Assume there’s one mismatch. To get those mismatched elements (a,b), [a in (l1,r1), b in (l2,r2)]

sumofsq(l1 to r1) - sumofsq(l2 to r2) = asq - bsq

sum(l1 to r1) - sum(l2 to r2) = a-b

So you get a, b from here (You have a+b and a-b) . They have to be integers if it’s a single mismatch.

First, to compare the two subarrays (l1,r1) and (l2,r2), we hash them before hand.

So, one such way is, h(l to r) = sigma(ai ^ k)%bigprime l <= i <=r and choose a k that you want, say 45, and prime 1e9+7. Low probability of collision because 1e5 queries. h(l1 to r1) = h(l2 to r2) => Those subarrays are same when sorted.

If the hashes are same, you’re done. Otherwise,

Let H1 = h(l1,r1), H2 = h(l2,r2)

Now to check if there is only one mismatch, check if (H1-a^k)%P = (H2-b^k)%P. If it is not, then there are more mismatches.

If they’re equal, then there is only one mismatch and you know a,b.

Now your job is to check if position of ‘a’ in l1 to r1 is same as ‘b’ in ‘l2’ to ‘r2’. You can do this offline using seg/fenwick tree, by sorting the queries with respect to the values for whose position is to be found. And then insert them one by one and you get the position one by one with a sum query from l to r.

O(nlogn + qlognq)

This is just the brute force approach. Are you sure you know how to analyse time complexity of a program? Here b-a = c-d can be equal to N for every query and your code easily times out as the number of operations is QNlogN.

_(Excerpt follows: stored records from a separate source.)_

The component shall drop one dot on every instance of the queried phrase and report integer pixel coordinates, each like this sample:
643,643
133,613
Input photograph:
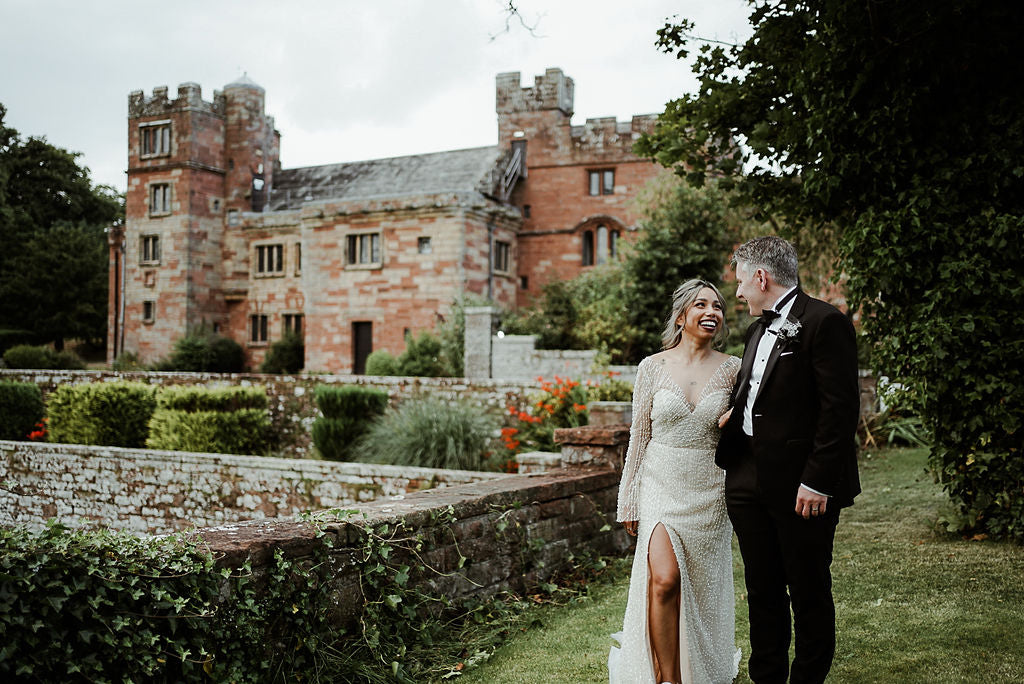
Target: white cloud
344,80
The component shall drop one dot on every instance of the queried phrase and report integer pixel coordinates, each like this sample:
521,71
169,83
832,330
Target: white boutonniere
788,331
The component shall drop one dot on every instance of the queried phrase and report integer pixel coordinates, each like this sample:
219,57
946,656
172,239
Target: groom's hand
810,504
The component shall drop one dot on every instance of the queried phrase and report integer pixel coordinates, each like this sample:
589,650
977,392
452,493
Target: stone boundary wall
512,531
155,492
516,357
293,409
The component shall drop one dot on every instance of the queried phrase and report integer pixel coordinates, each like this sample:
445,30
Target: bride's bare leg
663,605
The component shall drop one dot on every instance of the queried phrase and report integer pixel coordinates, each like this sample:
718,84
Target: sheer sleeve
629,487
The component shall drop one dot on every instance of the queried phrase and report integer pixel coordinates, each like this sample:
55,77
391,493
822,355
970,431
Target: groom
790,455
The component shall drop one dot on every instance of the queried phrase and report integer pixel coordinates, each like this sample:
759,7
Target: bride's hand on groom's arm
724,418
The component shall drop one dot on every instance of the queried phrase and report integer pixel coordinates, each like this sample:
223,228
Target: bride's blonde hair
682,299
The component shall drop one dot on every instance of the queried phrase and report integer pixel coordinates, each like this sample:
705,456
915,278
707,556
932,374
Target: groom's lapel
795,312
750,351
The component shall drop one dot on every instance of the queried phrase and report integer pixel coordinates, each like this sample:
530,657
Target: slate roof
455,171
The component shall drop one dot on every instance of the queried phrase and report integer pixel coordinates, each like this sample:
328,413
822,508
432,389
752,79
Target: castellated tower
189,163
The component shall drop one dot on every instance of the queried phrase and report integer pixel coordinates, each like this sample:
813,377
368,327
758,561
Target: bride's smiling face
704,317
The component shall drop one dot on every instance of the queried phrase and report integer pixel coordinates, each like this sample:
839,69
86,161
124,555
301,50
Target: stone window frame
148,311
148,249
600,181
160,196
356,239
259,330
263,254
155,138
293,321
502,261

I’ll tell you the overkill way to do it

I used persistent segment trees to get (sum, product mod, xor) of first k numbers in a range if the range were to be sorted. Basically, I was using this triplet (sum, product mod, xor) as a unique hash for n numbers, having this hash, I binary searched index in the query range(as both ranges in a query have equal length) and at each mid I compared left part hash (1 to mid - 1) and right part hash(mid + 1 to b - a + 1) of both ranges, if comparison is not equal mismatch is incremented and search continues till mismatch <= 1.

I modified the famous Spoj’s MKTHNUM problem’s persistent segment tree solution to get the kth number and this hash triplet as well, as sum, product and xor are associative and commutative, I can get hash for subrange l to r in query range by performing subtraction, inverse multiplication and xor each on query®, query(l-1)

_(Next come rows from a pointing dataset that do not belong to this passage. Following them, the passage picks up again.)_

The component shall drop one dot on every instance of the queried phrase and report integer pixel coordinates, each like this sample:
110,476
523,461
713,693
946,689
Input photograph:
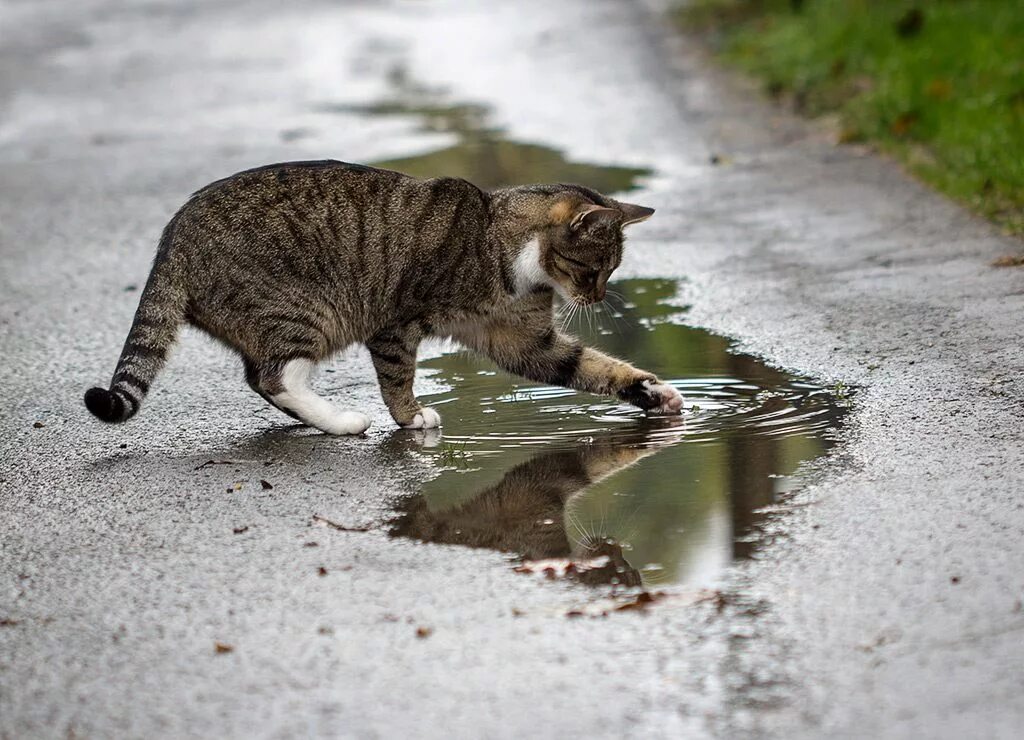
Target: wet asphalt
885,599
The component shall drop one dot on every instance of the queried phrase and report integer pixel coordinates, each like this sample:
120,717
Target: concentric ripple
553,475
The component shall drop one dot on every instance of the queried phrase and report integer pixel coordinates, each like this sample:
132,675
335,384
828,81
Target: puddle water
482,153
581,485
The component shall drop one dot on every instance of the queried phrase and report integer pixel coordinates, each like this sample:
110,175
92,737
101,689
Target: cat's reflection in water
526,513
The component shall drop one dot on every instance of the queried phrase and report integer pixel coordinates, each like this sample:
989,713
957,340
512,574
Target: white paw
668,399
426,419
347,423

Complexity was O((N + Q)logNlogNlogN) with a very high constant, but by lowering the mod value and precalculating the modular inverses, I got it down to O((N + Q)logNlogN) which barely passed after a lot of optimisation

My solution for 30pts:

- Mapping pair<number, count> to a value of [1…n].
- Use Mo’s algorithm to sort all query
- Compress n (max 10^5) value to array 1564. Each value of mapping (1), we can use as one bit.
- Each query just compare those bit

My solution

@bansal1232 taking modulus is just a way of mapping the number, I mean you could take mod with any prime number. for example, 1 is mapped to 1, 2 is mapped to 2 3 is mapped to 0 and so on. And when we sum the range if the sums are not closed than 3 we can simply discard them.

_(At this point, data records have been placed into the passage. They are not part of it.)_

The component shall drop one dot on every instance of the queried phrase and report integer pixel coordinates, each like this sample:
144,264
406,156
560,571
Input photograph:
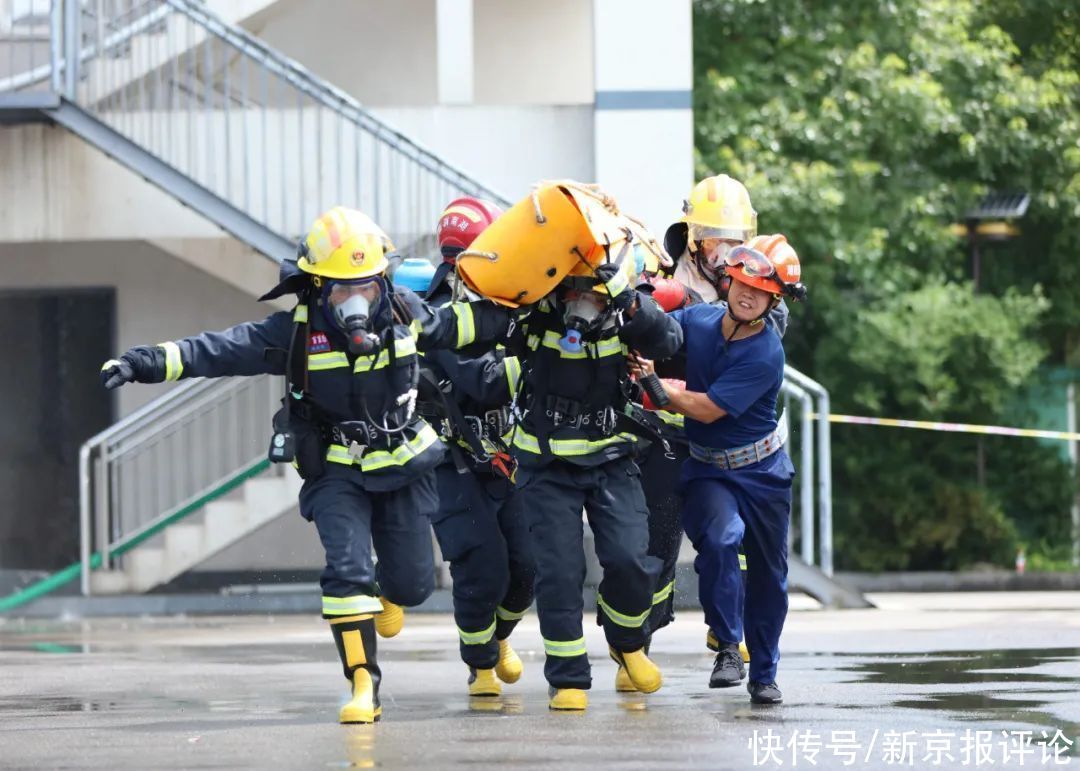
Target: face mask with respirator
355,316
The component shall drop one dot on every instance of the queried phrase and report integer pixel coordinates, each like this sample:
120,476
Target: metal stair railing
246,123
139,472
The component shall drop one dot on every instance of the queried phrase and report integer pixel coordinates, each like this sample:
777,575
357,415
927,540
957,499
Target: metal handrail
213,430
824,463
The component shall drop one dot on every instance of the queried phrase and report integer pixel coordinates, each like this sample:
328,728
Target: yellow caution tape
954,428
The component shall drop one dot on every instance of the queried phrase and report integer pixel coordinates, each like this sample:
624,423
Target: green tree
863,130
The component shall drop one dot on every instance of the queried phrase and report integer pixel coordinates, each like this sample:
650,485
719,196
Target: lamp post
989,221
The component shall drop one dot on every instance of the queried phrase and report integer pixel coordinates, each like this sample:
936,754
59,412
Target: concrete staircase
184,545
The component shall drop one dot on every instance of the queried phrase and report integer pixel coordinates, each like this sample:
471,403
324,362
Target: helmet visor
700,232
753,262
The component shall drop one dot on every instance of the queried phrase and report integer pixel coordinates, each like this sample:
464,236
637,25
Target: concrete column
454,38
644,122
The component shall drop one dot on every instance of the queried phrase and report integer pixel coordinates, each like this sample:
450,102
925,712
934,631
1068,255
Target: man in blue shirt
737,485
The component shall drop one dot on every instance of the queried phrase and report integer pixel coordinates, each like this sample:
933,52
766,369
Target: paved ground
912,682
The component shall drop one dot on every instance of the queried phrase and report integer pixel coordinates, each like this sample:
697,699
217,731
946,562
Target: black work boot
765,692
728,670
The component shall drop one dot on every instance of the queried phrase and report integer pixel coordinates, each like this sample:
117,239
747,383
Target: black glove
144,364
619,289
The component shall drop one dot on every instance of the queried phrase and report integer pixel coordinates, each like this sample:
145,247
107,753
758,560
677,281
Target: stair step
145,567
223,522
184,546
267,497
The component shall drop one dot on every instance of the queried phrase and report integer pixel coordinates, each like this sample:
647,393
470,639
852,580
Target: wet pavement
923,681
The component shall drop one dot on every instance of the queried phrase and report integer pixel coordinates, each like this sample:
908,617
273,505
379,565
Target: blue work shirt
743,380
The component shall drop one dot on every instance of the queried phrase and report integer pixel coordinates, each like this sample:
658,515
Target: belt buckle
356,450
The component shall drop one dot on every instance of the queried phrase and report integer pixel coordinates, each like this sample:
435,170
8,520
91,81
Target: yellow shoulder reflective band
513,366
621,619
565,648
467,325
174,365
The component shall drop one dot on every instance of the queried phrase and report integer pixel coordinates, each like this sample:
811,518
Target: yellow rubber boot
354,637
390,621
622,681
510,666
642,672
364,705
483,682
568,700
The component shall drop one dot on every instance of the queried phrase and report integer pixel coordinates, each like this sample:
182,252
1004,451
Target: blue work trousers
748,506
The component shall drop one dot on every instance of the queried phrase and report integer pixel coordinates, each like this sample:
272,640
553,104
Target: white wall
382,52
507,148
644,130
532,53
158,297
68,190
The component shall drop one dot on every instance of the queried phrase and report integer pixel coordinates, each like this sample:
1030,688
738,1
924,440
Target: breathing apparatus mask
584,312
711,249
353,307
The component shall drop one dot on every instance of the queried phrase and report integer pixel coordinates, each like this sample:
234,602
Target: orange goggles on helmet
755,265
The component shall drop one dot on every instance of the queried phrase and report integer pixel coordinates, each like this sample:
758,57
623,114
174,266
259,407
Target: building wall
532,53
382,52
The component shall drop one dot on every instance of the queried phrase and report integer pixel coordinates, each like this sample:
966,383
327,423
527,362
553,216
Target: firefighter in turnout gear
737,485
576,444
348,351
480,526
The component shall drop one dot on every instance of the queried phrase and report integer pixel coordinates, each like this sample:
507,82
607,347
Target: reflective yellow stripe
671,418
380,459
331,360
403,347
339,454
621,619
504,614
608,347
513,366
527,442
476,637
565,648
351,606
467,325
174,365
401,455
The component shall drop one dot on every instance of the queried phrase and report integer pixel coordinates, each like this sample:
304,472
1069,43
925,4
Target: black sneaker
728,670
765,692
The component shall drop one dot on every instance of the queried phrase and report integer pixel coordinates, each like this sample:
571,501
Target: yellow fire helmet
345,243
718,207
558,228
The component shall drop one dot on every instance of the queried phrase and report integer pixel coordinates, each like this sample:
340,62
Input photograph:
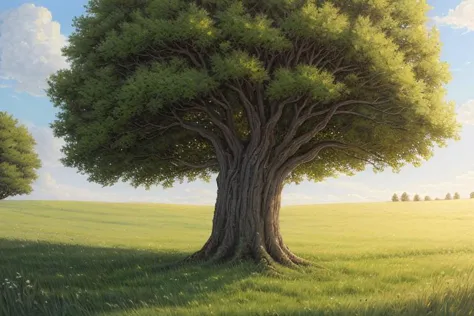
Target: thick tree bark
246,218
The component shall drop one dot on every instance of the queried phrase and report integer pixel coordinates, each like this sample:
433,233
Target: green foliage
160,90
18,160
77,263
405,197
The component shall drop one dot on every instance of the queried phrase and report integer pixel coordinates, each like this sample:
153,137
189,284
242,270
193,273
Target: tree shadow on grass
54,279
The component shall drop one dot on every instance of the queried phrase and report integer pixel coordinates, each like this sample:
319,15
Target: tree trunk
246,218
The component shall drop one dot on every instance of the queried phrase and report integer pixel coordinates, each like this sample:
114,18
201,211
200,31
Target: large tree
18,160
261,93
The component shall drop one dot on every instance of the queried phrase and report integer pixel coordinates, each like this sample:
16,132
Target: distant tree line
405,197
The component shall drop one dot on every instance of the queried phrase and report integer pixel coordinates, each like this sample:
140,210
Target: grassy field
70,258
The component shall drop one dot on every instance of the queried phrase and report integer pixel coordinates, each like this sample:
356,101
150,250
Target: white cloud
461,17
30,48
466,113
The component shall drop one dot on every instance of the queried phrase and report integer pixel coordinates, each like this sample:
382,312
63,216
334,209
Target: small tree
18,160
405,197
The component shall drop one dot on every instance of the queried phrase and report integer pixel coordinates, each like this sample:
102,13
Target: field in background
108,259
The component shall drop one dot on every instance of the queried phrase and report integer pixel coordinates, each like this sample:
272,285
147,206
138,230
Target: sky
33,32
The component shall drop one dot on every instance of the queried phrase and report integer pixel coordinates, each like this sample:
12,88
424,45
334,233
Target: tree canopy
18,160
260,92
164,90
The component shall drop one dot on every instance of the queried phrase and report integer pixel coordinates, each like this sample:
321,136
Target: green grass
111,259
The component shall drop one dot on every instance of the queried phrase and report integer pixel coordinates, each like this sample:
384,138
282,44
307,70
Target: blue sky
31,33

I actually have similar solution with you mate, except I used hashing (P^i * a[i]) to check for similarity, same with persistent tree. Used two primes for hashing to lessen clash, see my solution

A very intuitive and nice solution is as follow:

First let us make a prefix sum , sum of squares, sum of 3/2 powers and denote them by sum,sum2,sum3/2 respectively. Now when these three are equal for a given l1,r1,l2,r2 i.e (sum[r1]-sum[l1-1]==sum[r2]-sum[l2-1] )&&(sum2[r1]-sum2[l1-1]==sum2[r2]-sum2[l2-1] )&&(sum3/2[r1]-sum3/2[l1-1]==sum3/2[r2]-sum3/2[l2-1] ) then ans is YES.

Else, Let us assume EXACTLY one mismatch.Now find the values of the mismatched elements(let them be a in [l1,r1] and b in [l2,r2]).These can be calculated using the sum and sum of square equations.Now if our assumption is corrct(of exactly one mismatched element) then a and b must come out to be integers and also they must satisfy the sum3/2 equation.Also they must share atleast one common index in both the ranges(Think why!).This can be checked using any suitable method.If these conditions are ture ans is YES.Else ans is NO.

But how could you able to avoid collision? And what will happen if I assume any other number rather than 3?